I never remember getting any file system issues at all in all my years on classic Mac OS, but in modern times we seem to have issues galore.

Randomly can't boot? Run a Fix inside Disk Utility. Files disappearing? Run a Fix inside Disk Utility. Volume mounts as read-only? Run a Fix inside Disk Utility.

Disk Utility won't fix it? Hope you bought Disk Warrior...
vent.gif


 

Scott Baret

Well-known member
Coxy--great points about the added software on top of HFS+. Again, it looks like another bad case of the sedimentary rock phenomenon. Remember all those extensions we needed from around System 7.5 forward? The default Mac OS 9 installation alone has nearly an entire row on an 800 x 600 display, and any time you get a bunch of extensions, you're asking for problems. (Those of us who survived the olden days of troubleshooting INIT and cdev conflicts certainly remember how unstable everything could get).

When the new filing system comes out someday, those features will certainly be rolled into it rather than built on top of an old platform, or at least we can hope.

 

QuicksilverMac2001

Well-known member
I do not argue any of your points in theory as being bad for Apple or not moving the platform forward. The only two points I was trying to make sure were not overlooked are:

1. Since you've changed everything else, removing HFS+ makes it only have one entirely superficial relationship with my precious 128k, which is the Apple logo. That's great if you're trying to make a profit, but it's awful for the few of us who actually view the 128k as a Mac which, along with the Lisa (by the way, they acronym'ed it "Local Integrated Software Architecture" which is a really unjust acronym to the specialness of the computer (I am digressing here, but sometimes you like to throw trivia in there) is almost a paragon of good compared to the modern Intel rubbish that makes huge profits for Apple but yet out of those huge profits they refuse to support the Macs which allowed them to get to this point, like the 128k, the Lisa, the SE/30, the Portable, the Color Classic, the Macintosh TV, etc.

I mean, it shouldn't only be NeXT machines Apple makes the Apple Geniuses pay attention to. The 128k, without the derogatory 128k badging, of which I am proud to be an owner, was Steve Jobs's baby too. If he is going to pamper his NeXT hardware that came later, and never had a Superbowl ad done on it (according to anything I ever read) Steve should definitely pamper an original Model M0001 128k, not some 128k/512k combo 128k granted with a M0001P serial number, because that's his creation too. Yet Apple does not.

Point number two (that I apologize so sincerely for disagreeing with, I wish I didn't, but I get excited by things like this), is that it's a forum in a website dedicated to the Macs time forgot, in a sub-forum devoted to the oldest of those Macs, and yet you are endorsing (for some reason I only wish I could understand) an Apple that has a philosophy completely contrary to the one I grew up with, and much more than that encouraging them to go further down this road that makes them so much NOT the company I fell in love with as a kid. It makes me think all the more my Intel Macs aren't really Macs, just some freak of nature that just happens to have an Apple logo on it.

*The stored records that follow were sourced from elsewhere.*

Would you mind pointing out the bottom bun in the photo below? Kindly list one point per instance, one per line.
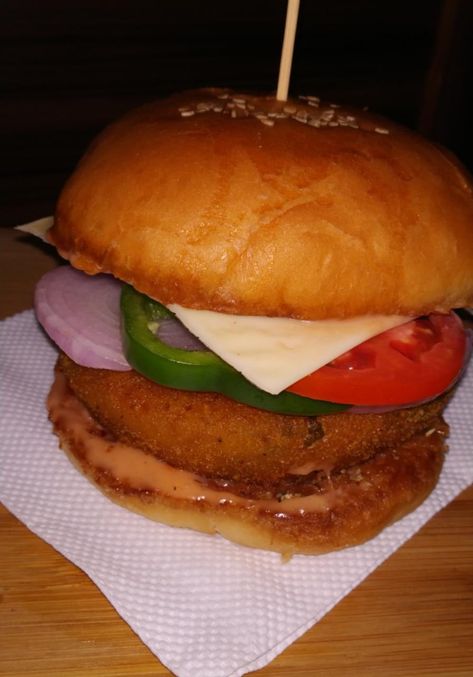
(359, 503)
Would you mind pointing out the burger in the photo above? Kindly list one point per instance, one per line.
(256, 328)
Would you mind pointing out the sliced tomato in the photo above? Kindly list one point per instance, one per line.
(410, 363)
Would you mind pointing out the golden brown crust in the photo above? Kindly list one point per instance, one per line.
(270, 216)
(209, 434)
(387, 487)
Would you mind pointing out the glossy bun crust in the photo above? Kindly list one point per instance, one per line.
(245, 205)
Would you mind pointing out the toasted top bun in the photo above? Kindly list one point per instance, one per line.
(246, 205)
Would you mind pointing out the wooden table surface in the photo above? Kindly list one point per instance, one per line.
(413, 616)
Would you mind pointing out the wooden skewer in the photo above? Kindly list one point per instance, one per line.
(287, 50)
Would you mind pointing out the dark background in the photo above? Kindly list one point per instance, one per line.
(68, 67)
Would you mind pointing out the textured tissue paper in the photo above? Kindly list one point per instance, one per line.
(205, 607)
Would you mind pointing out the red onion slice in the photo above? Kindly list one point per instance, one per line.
(81, 313)
(173, 333)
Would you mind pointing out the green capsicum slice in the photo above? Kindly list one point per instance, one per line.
(197, 370)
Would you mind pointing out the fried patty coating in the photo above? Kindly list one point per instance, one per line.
(211, 435)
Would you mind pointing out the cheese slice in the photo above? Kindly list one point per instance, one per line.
(275, 352)
(37, 228)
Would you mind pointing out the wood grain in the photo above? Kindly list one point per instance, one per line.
(413, 616)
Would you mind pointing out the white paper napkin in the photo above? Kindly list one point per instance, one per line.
(205, 607)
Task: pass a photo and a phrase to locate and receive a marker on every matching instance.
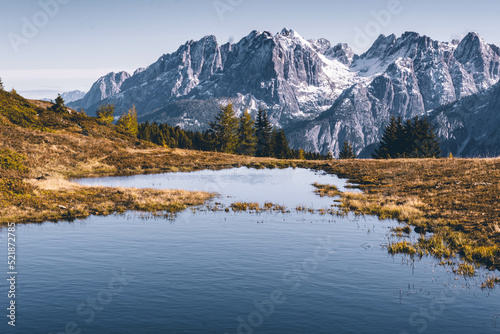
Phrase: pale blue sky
(74, 44)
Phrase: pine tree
(128, 122)
(347, 151)
(414, 139)
(280, 146)
(301, 154)
(105, 113)
(224, 130)
(59, 106)
(263, 131)
(246, 135)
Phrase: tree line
(230, 134)
(227, 133)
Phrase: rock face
(104, 88)
(293, 78)
(409, 76)
(320, 94)
(470, 127)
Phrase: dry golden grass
(455, 199)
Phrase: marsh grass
(455, 200)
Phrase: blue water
(217, 272)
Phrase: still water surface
(217, 272)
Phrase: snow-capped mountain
(470, 127)
(408, 76)
(321, 94)
(105, 87)
(293, 78)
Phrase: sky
(53, 46)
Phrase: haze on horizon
(53, 46)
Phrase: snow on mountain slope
(320, 94)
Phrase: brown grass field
(454, 199)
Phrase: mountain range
(322, 94)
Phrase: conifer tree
(414, 139)
(263, 131)
(105, 113)
(59, 106)
(128, 121)
(280, 146)
(224, 130)
(246, 135)
(301, 154)
(347, 151)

I truly do apologize sincerely for my feelings on these issues, as they are admittedly intense, and if you want to send me a PM I can give any of you my address so you can come to my house and I can apologize in person if my utterly sincere feelings have offended you. If that extreme is not necessary, just understand that I apply Star Wars (which was supposedly actually a morality lesson) to life and so I can grade my computers based on worthiness, along with the Apple who made them (whether it's pre-Steve Jobs Exile Apple, post-Steve Jobs exile Apple, or varying degrees of Post-Steve Jobs Return Apple.

Star Wars has an interesting moral lesson in it, at least the 6 full on movies do. Try Googling "George Lucas Star Wars Moral Lesson" and it should pop up some version of those remarks.

Again, I am willing to apologize in person if you need it and I hope you all are blessed much and have a great day!